À moins de trois semaines des élections européennes, le Premier ministre français Gabriel Attal, à la rescousse d’une liste en mauvaise posture, et le grand favori d’extrême droite Jordan Bardella, se sont affrontés dans un duel télévisé parfois cacophonique. Ils ont livré deux visions irréconciliables de l’Europe.
Pendant près d’une heure et demie, les deux jeunes dirigeants – 35 ans pour le Premier ministre, 28 ans pour la tête de liste du Rassemblement national (RN) –, ont débattu d’Europe, d’immigration, de pouvoir d’achat, de la guerre en Ukraine…
Le ton d’abord policé est devenu de plus en plus offensif, voire acerbe, au cours du débat, Gabriel Attal accusant son adversaire de « détester l’Europe », de « changer d’avis sur tout ». « Je ne suis pas comme vous, moi, à changer d’avis sur tout. À ne pas assumer des déclarations passées. À dire « on veut sortir de l’Europe » puis « finalement, on veut rester dedans », « on veut sortir de l’euro », « finalement, on veut rester dedans » », a attaqué le Premier ministre.

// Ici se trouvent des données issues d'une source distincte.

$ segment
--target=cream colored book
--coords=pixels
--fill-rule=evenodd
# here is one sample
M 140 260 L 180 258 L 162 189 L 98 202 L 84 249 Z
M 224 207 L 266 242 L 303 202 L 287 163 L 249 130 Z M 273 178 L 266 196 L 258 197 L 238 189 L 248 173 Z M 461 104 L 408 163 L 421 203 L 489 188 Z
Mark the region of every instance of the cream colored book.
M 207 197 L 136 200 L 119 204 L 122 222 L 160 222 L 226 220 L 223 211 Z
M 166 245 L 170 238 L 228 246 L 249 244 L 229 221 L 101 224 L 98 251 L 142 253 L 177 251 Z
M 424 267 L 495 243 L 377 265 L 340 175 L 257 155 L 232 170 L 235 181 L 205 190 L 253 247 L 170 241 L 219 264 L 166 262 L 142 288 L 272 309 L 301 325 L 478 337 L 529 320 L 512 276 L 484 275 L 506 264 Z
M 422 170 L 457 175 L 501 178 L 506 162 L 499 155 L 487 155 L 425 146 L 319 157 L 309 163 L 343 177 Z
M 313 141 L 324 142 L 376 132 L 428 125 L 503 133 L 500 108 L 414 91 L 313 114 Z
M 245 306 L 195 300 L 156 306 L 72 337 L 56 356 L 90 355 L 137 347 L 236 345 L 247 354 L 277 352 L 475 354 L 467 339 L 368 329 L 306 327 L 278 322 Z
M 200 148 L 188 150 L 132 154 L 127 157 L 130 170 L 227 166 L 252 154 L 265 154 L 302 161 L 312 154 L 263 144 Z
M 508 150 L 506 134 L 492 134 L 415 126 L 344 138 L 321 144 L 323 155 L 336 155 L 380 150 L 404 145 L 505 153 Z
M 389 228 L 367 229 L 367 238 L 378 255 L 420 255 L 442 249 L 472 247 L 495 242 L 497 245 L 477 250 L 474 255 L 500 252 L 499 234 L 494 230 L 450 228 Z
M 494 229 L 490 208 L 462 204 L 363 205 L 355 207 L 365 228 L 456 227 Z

Les thèmes abordés – marché unique, droits de douane, véhicules électriques, immigration, défense – ont sans surprise fait apparaître des lignes de fractures assez claires entre les deux camps. « Qu’il y ait des questionnements sur le projet que nous portons pour le pays que nous voulons mettre en œuvre, c’est un fait. En revanche, il n’y a pas de doute sur le bilan qui est le vôtre », a rétorqué Jordan Bardella.

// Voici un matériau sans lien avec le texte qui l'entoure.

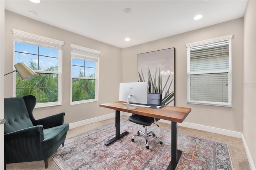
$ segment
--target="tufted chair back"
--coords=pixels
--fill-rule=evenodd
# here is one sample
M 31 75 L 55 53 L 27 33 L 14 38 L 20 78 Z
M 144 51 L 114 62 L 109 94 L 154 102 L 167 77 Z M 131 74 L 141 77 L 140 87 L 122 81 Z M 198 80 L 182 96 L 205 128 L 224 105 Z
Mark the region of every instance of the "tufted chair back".
M 4 134 L 33 126 L 22 97 L 4 99 Z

L’un des échanges les plus vifs a porté sur la Russie. « Votre parti, celui de Mme Le Pen et de Jean-Marie Le Pen, avait besoin d’argent. La Russie avait besoin d’un parti en Europe pour justement affaiblir l’Europe de l’intérieur. » Et « vous avez beau avoir remboursé votre dette, vous avez un contrat moral avec eux », au Parlement européen, a lancé le Premier ministre.
Ce n’est « pas du niveau du Premier ministre de la France d’avoir des arguments aussi sous la ceinture », a répondu Jordan Bardella, accusant par ailleurs le président Emmanuel Macron de « jouer avec le feu » en n’excluant pas d’envoyer des troupes en Ukraine.
Russie et immigration
Gabriel Attal a pointé les « contradictions » et volte-face du parti d’extrême droite dans son positionnement sur l’Europe, et l’a accusé de proposer des « mesures sans queue ni tête ».
Sur l’immigration, cheval de bataille du RN, M. Bardella, a lui fustigé le pacte migratoire européen, estimant qu’il ne laissait le choix qu’entre « une immigration obligatoire ou une punition financière ». Il a répété son antienne selon laquelle « la délinquance et la criminalité sont liées à l’incapacité de maîtriser nos flux migratoires ».